Kitaleiterin Manuela Zille muss in diesen Tagen immer wieder enttäuschte Eltern wegschicken. Die Anmeldelisten für dieses Jahr sind längst geschlossen. Auf die 50 frei werdenden Plätze kommen 200 Krippenkinder, die meisten davon stehen auf der Nachrückerliste. Wer jetzt kommt, kann sein Kind nur noch für einen Platz ab Sommer 2014 in der Kita Baerwaldstraße in Kreuzberg vom Eigenbetrieb City anmelden. "Es gibt Mütter, die so verzweifelt sind über die Absage, dass sie vor mir stehen und weinen", sagt die Leiterin. Zwar hätten die meisten Anmeldungen an mehreren Kitas, doch die Situation im gesamten Umkreis sei extrem angespannt.

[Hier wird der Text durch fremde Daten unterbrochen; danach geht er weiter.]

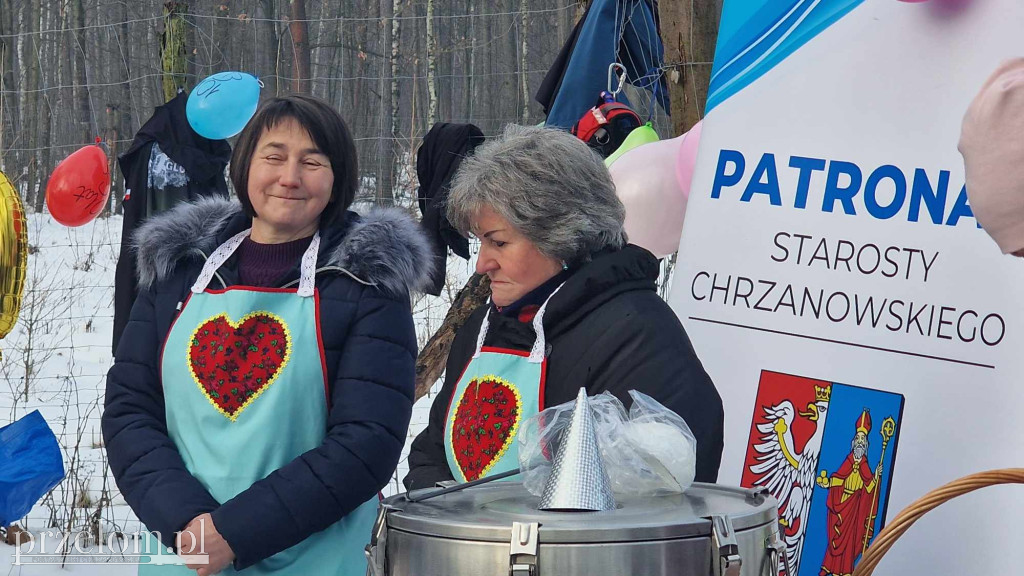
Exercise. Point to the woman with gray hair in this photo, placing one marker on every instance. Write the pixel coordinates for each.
(571, 305)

Noch ein halbes Jahr, dann haben Eltern mit Kindern zwischen einem und drei Jahren einen Rechtsanspruch auf einen Betreuungsplatz. Vom 1. August an können sie einen Kita-Platz oder die Betreuung durch eine Tagesmutter verlangen. Deutschlandweit gibt es allerdings noch viel zu wenig Betreuungsangebote. Und der Kita-Ausbau geht nur schleppend voran. Auf Städte und Gemeinden könnte deshalb eine gewaltige Klagewelle zukommen. Schließlich haben die Eltern ein Recht auf Schadenersatz, wenn die Betreuung ihrer Kinder nicht gewährleistet werden kann.

Bis 2017 fehlen 15.300 Plätze

In Berlin sieht die Lage allerdings gar nicht so schlecht aus. So ist die Zahl der Kita-Plätze in den vergangenen fünf Jahren deutlich gestiegen: 2012 wurden in der Hauptstadt rund 142.400 Plätze angeboten, fünf Jahre zuvor waren es erst knapp 128.000 – ein Anstieg von 11,4 Prozent. Das zeigt der Bericht des Landesamtes für Statistik zur Vorschulischen Bildung, der am Mittwoch veröffentlicht worden ist. Die Zahl der Kindertageseinrichtungen hat sich in demselben Zeitraum um 14 Prozent erhöht, von rund 1800 auf 2050 Einrichtungen. Damit einher geht ein Anstieg des pädagogischen Personals, fast 19.800 Erzieher arbeiteten 2012 in Berliner Kitas, und damit fast ein Viertel mehr als 2008. Die Zahl der Tagesmütter und -väter stieg ebenfalls um 21 Prozent auf 1600.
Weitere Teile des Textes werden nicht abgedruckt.